Вот с этого-то Карпушечкин и запсиховал. Правда, фуражку не топтал, это уж отжило, а пошел по другой, деликатной линии: лежит в каюте, охает, стонет, на сердце жалуется и ест вполсилы. А надо сказать, тогда у комсостава, кто постарше, из царских офицеров, заметно стали сдавать сердца: чуть по службе какая неприятность - бледнеют, за сердце хватаются и лезут в карман за пузырьком, как сейчас помню, "строфант" называется. Но то у людей в годах, с переживаниями, со сложной биографией. А этот - молодой, без всякой анкеты и вроде здоровяк, а вот поди ж ты!.. Дует он этот строфант, как воду, а за сердце все держится.

Комиссар корабля в отпуску был, я за него оставался. Посоветовались мы с командиром, решили послать Карпушечкина в госпиталь на обследование, пусть, думаем, врачи что приговорят, может, в отпуск по болезни пошлют. А командир - тоже из бывших офицеров - мягкий, обходительный. Все кается: зря, мол, я так его огрел, хотел даже взыскание снять, да я воспротивился: "От двух недель без берега, говорю, никто еще не умирал, а фитиль вы ему вогнали правильно".

Вернулся Карпушечкин из госпиталя со справкой, а в ней - разные медицинские слова. Я звоню по телефону начальнику госпиталя: нельзя ли, мол, пояснее, попроще?

- Да, - отвечает, - действительно, сердечный невроз в сильной степени. Это теперь явление частое. Сказываются тяжелые годы, а организм еще молодой, неустановившийся. Службу нести может, но с ним надо обращаться бережно. Мы тут ему микстурку давали укрепляющую, пусть продолжает принимать месяц-другой.

Карпушечкин микстуру сдал вестовым в буфет, приказал ставить перед прибором. И аккуратно по две столовых ложки перед обедом и ужином глотает. А она, видимо, горькая: пьет, морщится, водой запивает; но действует - не так уж нервничает, на сердце меньше жалуется. Впрочем, и обхождение с ним было соответственное - черт его знает, все-таки больной, сердечник, мало ли что. А он, между прочим, прямо цветет, рожа - поперек себя ширше. И не мудрено: на ночную вахту не ставят - больной, в угольную погрузку дежурным по палубе назначают, подъем флага проспит - никто слова не скажет. Месяца через полтора совсем поправился наш Карпушечкин, старший помощник стал ему уже и нагрузочки подбрасывать.

А тут вышло новое че-пе.
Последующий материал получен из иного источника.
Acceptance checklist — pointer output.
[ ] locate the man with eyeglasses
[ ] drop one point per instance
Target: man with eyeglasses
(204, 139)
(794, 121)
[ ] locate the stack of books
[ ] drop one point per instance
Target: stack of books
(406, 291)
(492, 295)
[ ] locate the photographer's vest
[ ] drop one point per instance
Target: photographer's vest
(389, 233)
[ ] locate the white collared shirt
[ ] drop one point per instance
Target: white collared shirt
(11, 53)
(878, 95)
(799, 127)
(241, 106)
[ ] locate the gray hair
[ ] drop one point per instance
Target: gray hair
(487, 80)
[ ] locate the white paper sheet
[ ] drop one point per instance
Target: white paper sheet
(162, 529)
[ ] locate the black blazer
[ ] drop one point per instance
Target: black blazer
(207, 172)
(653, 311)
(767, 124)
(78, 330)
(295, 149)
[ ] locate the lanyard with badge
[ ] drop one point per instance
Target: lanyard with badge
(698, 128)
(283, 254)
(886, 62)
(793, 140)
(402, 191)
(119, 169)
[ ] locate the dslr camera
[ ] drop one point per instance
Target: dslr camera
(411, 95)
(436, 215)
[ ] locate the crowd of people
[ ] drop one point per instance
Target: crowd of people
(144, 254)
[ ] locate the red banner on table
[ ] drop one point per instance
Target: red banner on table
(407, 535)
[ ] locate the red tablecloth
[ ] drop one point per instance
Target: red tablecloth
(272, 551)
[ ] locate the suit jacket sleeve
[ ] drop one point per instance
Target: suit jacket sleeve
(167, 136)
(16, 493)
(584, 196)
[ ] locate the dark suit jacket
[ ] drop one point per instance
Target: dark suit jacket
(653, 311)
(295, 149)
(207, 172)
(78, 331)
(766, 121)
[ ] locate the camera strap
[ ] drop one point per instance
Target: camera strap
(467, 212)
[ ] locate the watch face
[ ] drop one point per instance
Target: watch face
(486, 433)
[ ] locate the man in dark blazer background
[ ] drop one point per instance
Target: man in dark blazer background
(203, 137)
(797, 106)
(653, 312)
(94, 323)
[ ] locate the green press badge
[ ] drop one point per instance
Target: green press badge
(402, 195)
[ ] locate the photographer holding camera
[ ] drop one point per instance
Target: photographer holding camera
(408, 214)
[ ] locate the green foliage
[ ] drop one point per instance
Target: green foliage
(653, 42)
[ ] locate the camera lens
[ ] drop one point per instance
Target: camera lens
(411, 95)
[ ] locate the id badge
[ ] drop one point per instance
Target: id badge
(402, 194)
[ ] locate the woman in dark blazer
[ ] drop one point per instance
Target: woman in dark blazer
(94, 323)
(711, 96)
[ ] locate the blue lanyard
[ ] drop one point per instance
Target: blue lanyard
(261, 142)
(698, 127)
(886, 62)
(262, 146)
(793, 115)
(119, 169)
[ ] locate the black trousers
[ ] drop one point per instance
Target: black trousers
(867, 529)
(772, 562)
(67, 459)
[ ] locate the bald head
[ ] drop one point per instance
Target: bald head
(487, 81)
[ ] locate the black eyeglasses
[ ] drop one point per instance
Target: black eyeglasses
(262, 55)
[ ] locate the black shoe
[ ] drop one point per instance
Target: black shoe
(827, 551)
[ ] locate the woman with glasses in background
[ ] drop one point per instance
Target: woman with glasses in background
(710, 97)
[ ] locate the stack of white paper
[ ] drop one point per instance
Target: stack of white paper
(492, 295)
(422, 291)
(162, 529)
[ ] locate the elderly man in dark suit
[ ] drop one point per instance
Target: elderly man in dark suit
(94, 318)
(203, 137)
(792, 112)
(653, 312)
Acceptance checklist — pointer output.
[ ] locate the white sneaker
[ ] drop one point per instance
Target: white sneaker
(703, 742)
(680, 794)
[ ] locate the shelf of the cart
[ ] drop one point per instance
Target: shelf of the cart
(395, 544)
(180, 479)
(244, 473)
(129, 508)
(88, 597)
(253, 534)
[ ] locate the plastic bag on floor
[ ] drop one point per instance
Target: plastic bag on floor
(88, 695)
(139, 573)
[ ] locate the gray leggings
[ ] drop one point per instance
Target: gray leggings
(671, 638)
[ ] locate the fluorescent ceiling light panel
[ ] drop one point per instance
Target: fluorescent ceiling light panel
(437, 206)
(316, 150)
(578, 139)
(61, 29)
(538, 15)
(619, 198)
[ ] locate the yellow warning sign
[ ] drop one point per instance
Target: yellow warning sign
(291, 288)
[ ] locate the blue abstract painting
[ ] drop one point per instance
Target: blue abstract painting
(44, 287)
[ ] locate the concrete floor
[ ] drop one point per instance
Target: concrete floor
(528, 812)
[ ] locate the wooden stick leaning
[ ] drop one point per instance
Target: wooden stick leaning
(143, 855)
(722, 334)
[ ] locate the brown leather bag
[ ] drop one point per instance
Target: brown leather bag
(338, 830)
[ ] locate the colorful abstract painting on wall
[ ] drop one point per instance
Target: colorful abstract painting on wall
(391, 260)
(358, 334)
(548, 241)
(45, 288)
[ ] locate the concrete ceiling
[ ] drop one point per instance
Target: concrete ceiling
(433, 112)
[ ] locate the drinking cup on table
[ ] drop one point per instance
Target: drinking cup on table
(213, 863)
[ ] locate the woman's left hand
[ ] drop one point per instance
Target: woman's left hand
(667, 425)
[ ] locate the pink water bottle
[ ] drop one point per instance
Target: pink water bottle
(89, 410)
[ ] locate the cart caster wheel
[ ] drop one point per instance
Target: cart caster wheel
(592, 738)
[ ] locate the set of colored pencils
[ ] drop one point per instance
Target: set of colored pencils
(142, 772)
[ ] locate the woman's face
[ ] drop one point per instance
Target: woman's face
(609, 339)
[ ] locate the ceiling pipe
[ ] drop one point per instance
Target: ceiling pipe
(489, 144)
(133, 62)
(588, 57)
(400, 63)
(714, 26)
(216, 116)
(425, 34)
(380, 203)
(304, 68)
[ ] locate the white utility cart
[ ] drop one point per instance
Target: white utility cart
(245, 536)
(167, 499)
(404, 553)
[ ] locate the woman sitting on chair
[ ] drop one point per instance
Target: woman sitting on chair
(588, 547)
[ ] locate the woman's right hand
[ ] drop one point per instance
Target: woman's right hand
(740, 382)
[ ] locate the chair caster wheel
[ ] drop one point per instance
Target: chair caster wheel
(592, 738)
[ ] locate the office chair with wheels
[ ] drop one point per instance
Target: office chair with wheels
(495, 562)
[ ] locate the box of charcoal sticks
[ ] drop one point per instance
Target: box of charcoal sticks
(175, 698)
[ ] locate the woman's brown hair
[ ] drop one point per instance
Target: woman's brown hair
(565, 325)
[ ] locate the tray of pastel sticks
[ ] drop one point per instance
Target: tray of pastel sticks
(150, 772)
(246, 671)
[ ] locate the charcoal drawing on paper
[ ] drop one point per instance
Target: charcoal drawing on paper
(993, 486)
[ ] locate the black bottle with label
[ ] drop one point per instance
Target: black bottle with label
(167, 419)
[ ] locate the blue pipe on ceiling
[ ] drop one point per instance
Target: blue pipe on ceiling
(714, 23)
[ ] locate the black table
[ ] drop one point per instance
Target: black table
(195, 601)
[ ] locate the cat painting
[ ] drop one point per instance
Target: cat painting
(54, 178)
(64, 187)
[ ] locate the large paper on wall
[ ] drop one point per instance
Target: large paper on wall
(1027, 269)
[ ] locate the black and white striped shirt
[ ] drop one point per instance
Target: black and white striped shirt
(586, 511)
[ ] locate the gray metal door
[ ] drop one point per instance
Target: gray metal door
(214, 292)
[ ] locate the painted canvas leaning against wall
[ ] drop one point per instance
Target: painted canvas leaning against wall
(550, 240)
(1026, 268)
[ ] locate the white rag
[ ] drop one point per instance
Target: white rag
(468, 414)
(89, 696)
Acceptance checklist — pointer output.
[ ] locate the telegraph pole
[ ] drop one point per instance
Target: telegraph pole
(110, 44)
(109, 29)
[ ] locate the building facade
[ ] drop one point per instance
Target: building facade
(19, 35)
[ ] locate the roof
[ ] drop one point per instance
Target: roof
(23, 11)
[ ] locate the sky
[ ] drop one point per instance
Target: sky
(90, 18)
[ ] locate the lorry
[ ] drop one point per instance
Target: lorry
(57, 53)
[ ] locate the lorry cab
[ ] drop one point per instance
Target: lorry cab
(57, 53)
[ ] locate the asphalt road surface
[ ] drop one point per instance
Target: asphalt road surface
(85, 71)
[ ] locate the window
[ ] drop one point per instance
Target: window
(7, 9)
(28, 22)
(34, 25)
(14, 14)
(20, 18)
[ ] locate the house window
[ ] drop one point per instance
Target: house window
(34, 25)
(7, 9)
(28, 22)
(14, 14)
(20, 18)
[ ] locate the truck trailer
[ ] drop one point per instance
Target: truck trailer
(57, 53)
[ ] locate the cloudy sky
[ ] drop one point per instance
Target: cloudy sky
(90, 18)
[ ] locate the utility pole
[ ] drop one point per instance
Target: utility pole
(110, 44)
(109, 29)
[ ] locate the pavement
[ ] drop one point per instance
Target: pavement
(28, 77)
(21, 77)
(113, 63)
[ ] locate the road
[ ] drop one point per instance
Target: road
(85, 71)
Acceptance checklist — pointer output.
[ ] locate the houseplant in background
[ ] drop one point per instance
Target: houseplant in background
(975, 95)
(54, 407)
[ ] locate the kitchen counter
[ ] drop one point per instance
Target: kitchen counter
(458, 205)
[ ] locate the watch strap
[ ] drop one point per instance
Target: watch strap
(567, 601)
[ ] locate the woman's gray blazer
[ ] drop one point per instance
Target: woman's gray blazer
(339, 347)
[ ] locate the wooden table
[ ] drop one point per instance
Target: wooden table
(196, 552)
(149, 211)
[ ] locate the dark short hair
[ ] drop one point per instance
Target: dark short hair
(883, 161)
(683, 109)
Был у нас еще один вахтенный начальник, командир первой башни со смешной фамилией Люм, из прибалтийских немцев, такой интеллигентный, хлипенький. На него старший артиллерист чего-то напустился, тот встречно чего-то ответил, словом, получилась недопустимая перебранка в кают-компании, и Люм вдруг сорвался с нарезов и зашелся. До фуражки, правда, дело не дошло, но руки у него дрожат, на глазах слезы и говорит без запятых:

- Я больше не могу отпустите меня я рапорт об отставке подам лучше в инженеры или врачи пойду!..

Я его приобнял немножко:

- Ну, - говорю, - не надо, успокойтесь. - Незаметно подвожу к стулу Карпушечкина и наливаю микстурку. Думаю, должна сработать, симптомы ведь те же, но для верности побольше налил, так с полстакана.

Взял у меня Люм микстурку дрожащей рукой, выпил, схватился рукой за грудь, вроде спокойнее стал. Я ему еще налил.

- Пейте, - говорю, - раз помогает. Карпушечкин с вахты придет, мы ему объясним, что позаимствовали, склянка-то почти полная, ему хватит.

Выпил он и эту порцию и пошел на свое место.